Nice. That should be good. One of the keys to a Pico batch is to remove the dry hops from their filter paper and use a traditional hop sack or toss them in the keg. They recently changed their hop paper, the jury is still out on that. I have a fresh squeezed batch fermenting, it had the new hop paper, I will give it a try and report back.
 
Tried a sample of the US05 batch and even flat it's still way better than anything I've had produced by the Pico. Absolutely none of the sour/cidery aroma and flavor that I've come to expect. Don't know why all my Pico batches are so terrible
 
How much yeast did you pitch in the Pico batches? That's the reason. 1 tsp and proper fermentation time.
 
My first three batches I followed the included instructions and pitched the whole packet of yeast. Batch number four I pitched half a packet. Batch five was a measured teaspoon, and turned out undrinkable. :confused:
 
Hmm undrinkable? Something is going on. Fermentation time?
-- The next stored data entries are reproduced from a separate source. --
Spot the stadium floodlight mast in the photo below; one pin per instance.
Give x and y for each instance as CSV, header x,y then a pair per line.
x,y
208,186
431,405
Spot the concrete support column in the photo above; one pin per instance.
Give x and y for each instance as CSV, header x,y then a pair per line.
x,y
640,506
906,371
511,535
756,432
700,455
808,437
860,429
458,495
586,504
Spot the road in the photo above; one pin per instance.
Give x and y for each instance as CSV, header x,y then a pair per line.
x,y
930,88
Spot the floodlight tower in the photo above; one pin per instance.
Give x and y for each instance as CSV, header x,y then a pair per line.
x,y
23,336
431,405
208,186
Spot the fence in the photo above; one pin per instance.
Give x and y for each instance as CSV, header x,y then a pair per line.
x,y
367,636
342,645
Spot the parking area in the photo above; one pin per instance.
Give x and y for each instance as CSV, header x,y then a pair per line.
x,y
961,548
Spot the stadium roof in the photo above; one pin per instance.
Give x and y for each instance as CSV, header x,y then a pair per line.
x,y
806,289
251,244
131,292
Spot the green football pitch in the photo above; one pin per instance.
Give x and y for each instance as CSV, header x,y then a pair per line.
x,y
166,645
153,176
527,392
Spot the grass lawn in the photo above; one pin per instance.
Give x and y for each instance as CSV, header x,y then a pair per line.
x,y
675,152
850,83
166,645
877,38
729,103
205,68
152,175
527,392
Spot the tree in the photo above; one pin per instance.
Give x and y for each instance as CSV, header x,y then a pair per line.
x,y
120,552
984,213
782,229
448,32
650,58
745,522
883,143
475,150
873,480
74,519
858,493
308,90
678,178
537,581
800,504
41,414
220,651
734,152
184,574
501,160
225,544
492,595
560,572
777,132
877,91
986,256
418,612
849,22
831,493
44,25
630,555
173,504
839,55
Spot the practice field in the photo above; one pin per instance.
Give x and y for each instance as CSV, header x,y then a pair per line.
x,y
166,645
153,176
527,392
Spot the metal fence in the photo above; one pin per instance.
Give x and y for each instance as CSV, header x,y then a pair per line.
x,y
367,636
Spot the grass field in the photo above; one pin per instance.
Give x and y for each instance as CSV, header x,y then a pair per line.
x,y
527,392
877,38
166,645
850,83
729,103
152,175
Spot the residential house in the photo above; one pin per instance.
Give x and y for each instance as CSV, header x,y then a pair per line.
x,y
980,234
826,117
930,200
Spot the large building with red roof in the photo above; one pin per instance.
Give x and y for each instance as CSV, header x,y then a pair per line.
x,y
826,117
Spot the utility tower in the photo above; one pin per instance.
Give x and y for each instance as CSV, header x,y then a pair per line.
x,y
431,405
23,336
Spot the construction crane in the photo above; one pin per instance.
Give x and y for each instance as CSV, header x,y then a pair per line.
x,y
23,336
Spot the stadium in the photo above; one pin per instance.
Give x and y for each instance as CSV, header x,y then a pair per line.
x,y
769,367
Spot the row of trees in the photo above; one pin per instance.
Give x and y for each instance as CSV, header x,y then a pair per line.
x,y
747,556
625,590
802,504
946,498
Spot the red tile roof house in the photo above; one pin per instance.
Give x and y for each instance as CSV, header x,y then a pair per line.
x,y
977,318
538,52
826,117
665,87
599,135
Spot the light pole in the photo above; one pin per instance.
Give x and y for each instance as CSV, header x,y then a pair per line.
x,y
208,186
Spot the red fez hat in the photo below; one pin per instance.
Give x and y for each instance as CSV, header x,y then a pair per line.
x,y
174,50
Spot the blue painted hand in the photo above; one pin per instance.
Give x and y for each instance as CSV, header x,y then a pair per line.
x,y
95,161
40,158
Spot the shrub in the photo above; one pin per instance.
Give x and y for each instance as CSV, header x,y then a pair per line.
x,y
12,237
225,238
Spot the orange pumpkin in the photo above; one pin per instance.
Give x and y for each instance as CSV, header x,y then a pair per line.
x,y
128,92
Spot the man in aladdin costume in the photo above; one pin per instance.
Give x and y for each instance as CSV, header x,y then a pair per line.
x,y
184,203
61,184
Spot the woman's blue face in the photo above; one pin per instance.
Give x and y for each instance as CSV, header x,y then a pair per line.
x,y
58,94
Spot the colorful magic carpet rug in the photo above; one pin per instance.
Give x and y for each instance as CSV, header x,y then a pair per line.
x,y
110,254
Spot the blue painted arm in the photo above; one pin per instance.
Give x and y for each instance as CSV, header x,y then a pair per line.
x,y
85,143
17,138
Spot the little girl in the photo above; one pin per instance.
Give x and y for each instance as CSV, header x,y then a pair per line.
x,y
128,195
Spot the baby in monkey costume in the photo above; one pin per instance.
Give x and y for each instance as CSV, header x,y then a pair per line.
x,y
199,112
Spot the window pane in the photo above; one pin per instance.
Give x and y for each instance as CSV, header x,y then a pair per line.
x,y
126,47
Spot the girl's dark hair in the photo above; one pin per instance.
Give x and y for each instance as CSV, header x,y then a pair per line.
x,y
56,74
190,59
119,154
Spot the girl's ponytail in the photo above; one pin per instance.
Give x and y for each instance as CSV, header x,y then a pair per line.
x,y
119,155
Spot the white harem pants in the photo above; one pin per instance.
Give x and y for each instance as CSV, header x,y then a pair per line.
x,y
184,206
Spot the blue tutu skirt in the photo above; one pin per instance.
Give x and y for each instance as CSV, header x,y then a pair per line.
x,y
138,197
I'm using a tilt to verify fermentation is complete, using the fast fermentation adapter at 74'. The quickest batch to complete was party porter, the smallest ABV of the 5 batches I've used tilt, took 7 days. The longest was Plinius at 11 days. The others were around 8-9 days. I always give them another day or two after fermentation is complete to start a 2-3 day cold crash. If your fermenting standard at cooler temps I can see that taking a couple more days than my warmer fermentation. Other than that I can only think of infection, which is pretty rare, or you just really don't like the fruity esters US-05 produces.